The generated spike sequence and the GISAID sequence are mapped back to the reference genome to verify the correct incorporation of the mutations.
minimap2 -ax asm5 NC_045512.2.fasta spike_omicron.fasta | samtools sort -o spike_omikron.mapped.sorted.bam
minimap2 -ax asm5 NC_045512.2.fasta 211129_B.1.1.519_GISAID.fasta | samtools sort -o GISAID.mapped.sorted.bam
samtools index spike_omikron.mapped.sorted.bam
samtools index GISAID.mapped.sorted.bam
The BAM files are loaded into the IGV Genome Browser.
Our assembled spike sequence mapped to the position of the annotated
position of the spike gene in the reference genome and the specific mutations were integrated into the consensus sequence.

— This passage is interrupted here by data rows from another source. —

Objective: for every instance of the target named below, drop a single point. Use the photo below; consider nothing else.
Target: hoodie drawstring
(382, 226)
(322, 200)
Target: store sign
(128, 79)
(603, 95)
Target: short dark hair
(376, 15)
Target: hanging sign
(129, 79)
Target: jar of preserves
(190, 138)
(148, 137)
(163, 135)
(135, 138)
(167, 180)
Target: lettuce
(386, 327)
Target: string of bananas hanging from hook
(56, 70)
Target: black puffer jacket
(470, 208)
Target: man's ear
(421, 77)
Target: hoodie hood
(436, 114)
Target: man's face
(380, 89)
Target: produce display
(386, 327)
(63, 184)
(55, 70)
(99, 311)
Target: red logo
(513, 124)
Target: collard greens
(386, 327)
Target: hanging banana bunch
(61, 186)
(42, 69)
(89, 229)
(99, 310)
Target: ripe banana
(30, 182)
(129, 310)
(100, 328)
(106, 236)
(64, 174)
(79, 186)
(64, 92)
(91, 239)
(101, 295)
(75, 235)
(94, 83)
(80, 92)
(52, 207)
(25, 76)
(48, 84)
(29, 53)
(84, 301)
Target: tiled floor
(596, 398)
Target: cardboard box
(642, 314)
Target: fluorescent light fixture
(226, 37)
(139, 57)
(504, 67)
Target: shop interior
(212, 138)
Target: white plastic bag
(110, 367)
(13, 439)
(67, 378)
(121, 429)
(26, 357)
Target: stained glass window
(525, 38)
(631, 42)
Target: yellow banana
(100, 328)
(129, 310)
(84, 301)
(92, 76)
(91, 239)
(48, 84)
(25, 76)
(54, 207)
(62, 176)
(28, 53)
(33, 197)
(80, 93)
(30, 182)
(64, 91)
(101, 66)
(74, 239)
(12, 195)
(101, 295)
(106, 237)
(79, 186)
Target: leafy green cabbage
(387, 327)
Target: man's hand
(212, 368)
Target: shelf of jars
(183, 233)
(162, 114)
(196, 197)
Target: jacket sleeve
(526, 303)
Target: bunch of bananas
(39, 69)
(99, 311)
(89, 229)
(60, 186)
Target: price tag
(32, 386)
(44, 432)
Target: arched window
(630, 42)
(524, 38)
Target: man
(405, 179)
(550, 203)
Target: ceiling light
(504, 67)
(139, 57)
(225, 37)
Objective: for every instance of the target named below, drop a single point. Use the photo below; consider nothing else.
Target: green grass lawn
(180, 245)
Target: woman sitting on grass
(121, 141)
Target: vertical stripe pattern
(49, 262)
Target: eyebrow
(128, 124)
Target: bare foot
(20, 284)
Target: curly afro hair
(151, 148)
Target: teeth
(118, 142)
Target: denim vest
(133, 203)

We now translate the created nucleotide sequence of the spike protein to amino acids. For this we use the tool transeq of the Emboss Package.
# translation of the omicron spike sequence
transeq -sequence spike_omicron.fasta -outseq spike_omicron_aminoAcid.fa
# translation of the reference genome spike sequence
transeq -sequence spike.fasta -outseq spike_referenceGenome_aminoAcid.fa
We compare the omicron amino acid sequence with the reference amino acid sequence to see the differences at that level as well.
# Merge spike sequences from reference and omikron lineage
cat spike_referenceGenome_aminoAcid.fa spike_omicron_aminoAcid.fa > all_spikes.fa
# make a multiple alignment from both spike sequences
mafft all_spikes.fa > all_spikes.mafft.fa
The MAFFT alignment of the amino acid sequences of the spike protein is visualized in Jalview.